Fast: the experimental process is streamlined and time consuming

Micro: small amount of cells, suitable for clinical samples

Accurate: good repeatability, high consistency with similar technologies and similar sequencing platforms

Comprehensive: access to a large amount of information (full genome regulation activity map, full transcription factor binding map)

3. ATAC-seq information analysis

Standard analysis: Peak detection, Peak length detection, Peak depth distribution, Peak-related genes, differential peak detection between samples, differential peak-related genes between samples, GO and KEGG enrichment analysis of differential peak-related genes between samples

Advanced information analysis: nucleosome localization analysis, transcription factor binding analysis (requires customers to provide TF names of interest), genome-wide activity map

Joint analysis: association analysis between ATAC-Seq and RNA-Seq, correlation analysis between ATAC-Seq and ChIP-Seq

Cloud sequence biology - ATAC-seq related article ideas summary

1. Association analysis between ATAC-Seq and RNA-Seq

The ATAC-seq results, we studied the genes that are transcribed under this spatiotemporal condition and some sequences of homeopathic regulatory elements, then we can analyze these genes. Combining the results of RNA-seq, looking at some of the abundance of DNA sequences detected on ATAC, whether the corresponding transcript expression is also increased, can also find the corresponding upstream regulatory sequences of transcript-related genes, so that the overall analysis from DNA The process of RNA transcription, and further analysis of gene function, combined with experimental phenotypes, to clarify the process of apparent regulation-expression-function-phenotype.

Case analysis:

EGRINs (EnvironmentalGene Regulatory Influence Networks) in Rice That Function in the Response to Water Deficit, High Temperature, and Agricultural Environments OPEN. The Plant Cell, IF: 8.228

This article is a classic case of joint analysis using ATAC-seq and RNA-seq. The authors selected five different rice varieties and heat treated and dried them separately to simulate the two stress environments of high temperature and water shortage. Furthermore, RNA-seq detection of RNA expression differences and ATAC-seq were used to detect differences in chromatin open regions in five rice cultivars treated with this stress. Finally, the ATAC-seq data and RNA-seq data are combined with the transcription information of the transcription factor. Construction of a regulatory network map of plant-stressed transcription factor-target genes and the search for key transcription factor-target gene modules that predict key transcription factor activity. Complete studies of transcription factors involved in plant response in response to conditions.
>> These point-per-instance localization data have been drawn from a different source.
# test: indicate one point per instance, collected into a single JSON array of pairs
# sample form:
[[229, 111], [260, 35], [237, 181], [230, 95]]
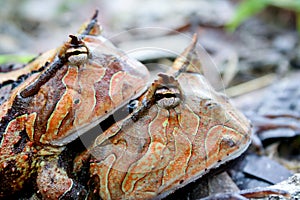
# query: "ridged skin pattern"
[[86, 80], [179, 130]]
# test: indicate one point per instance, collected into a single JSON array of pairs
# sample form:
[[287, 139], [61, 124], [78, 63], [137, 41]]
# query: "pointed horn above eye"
[[92, 27], [189, 59]]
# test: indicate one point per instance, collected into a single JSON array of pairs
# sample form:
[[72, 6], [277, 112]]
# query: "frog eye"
[[132, 105], [167, 97], [77, 53]]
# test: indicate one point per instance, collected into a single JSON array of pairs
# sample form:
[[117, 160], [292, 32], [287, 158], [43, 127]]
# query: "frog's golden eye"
[[167, 97], [78, 55]]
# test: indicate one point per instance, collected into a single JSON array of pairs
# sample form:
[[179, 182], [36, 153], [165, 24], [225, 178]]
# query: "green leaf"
[[246, 9]]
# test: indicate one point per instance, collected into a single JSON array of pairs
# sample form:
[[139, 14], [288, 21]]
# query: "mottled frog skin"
[[63, 93], [178, 130]]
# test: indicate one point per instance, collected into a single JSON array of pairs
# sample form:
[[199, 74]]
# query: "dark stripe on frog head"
[[22, 78], [60, 61], [19, 146]]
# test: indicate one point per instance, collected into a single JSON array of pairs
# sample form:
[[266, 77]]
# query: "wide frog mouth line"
[[92, 124]]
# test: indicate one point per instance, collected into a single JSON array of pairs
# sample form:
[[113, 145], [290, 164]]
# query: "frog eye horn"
[[165, 92], [74, 40], [92, 27], [188, 61], [77, 53]]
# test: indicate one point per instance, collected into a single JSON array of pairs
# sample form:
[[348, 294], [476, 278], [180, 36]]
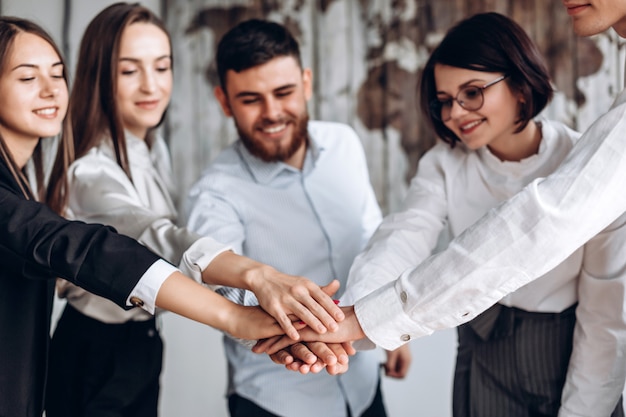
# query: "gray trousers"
[[513, 363]]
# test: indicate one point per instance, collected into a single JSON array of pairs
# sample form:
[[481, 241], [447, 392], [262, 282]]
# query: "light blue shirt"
[[310, 222]]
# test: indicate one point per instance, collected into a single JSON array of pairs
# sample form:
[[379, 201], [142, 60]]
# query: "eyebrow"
[[465, 84], [136, 60], [34, 66], [254, 94]]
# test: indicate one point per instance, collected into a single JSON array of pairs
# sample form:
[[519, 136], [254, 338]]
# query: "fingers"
[[287, 325], [282, 357], [332, 288], [323, 352], [303, 353], [315, 307], [263, 345], [398, 362]]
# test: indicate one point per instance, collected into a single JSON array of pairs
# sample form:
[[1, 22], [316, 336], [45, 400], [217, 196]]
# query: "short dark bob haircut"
[[489, 42], [252, 43]]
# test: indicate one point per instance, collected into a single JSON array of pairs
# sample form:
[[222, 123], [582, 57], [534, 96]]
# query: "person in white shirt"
[[481, 98], [517, 241], [104, 359], [295, 194], [38, 245]]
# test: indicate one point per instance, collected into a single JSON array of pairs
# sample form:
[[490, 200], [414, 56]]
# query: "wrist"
[[255, 276]]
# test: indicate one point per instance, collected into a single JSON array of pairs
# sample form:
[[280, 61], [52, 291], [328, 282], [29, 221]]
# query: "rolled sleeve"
[[145, 292]]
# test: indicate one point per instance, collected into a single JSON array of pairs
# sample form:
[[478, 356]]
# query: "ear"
[[307, 83], [220, 95]]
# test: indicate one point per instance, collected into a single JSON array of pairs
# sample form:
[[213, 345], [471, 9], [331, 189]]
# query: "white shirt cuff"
[[145, 292], [199, 255]]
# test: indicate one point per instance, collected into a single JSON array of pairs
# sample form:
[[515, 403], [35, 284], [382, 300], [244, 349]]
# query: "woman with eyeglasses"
[[530, 354]]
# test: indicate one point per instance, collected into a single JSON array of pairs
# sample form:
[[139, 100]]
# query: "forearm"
[[230, 269], [512, 245], [183, 296]]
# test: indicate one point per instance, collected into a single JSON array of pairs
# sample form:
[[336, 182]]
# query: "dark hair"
[[251, 43], [54, 195], [92, 102], [489, 42]]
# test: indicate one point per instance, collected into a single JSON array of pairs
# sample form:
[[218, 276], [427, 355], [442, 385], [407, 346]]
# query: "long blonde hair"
[[54, 191], [92, 102]]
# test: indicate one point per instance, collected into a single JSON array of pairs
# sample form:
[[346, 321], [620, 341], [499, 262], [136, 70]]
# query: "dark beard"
[[300, 136]]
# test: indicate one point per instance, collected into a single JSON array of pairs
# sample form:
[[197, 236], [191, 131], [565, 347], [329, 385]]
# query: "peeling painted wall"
[[367, 57]]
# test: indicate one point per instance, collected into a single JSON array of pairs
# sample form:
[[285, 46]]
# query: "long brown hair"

Joint analysis of ATAC-seq and RNA-seq

2. Joint analysis of ATAC-seq and ChIP-seq

In the ChIP experiment, many times we used to study those genes regulated by transcription factors. So, do you not need to do ChIP experiments after ATAC sequencing? In fact, it is not like transcriptome sequencing, you can know the up-and-down of gene expression, but we still need to use qPCR for molecular biology verification. After ATAC sequencing, ChIP-seq is also needed for further verification. The sequencing results of ChIP are used to further verify some of the transcription factor binding regions predicted by ATAC.

Case analysis:

Nfib Promotes Metastasis through a Widespread Increase in Chromatin Accessibility.Cell, IF:31.398

This article examines the background mechanism of human small cell lung cancer to promote cancer spread and metastasis by comparing the differences between primary and metastatic small cell lung cancer cells. First, using ATAC-seq, it was found that NFI family transcription factors are enriched in the open chromatin open sites, indicating that NFI family transcription factors play an important role in regulating tumor cell metastasis. Further ChIP-seq, combined analysis of the two sequencing results, found that the number of copies of Nfib was increased in the high open site of chromatin, and Nfib was highly expressed in invasive primary tumors and metastatic tumors, Nfib expression The function of maintaining chromatin and opening of the distal regulatory region and promoting the expression of neural genes indicates that Nfib plays an important role in promoting cancer cell proliferation and migration.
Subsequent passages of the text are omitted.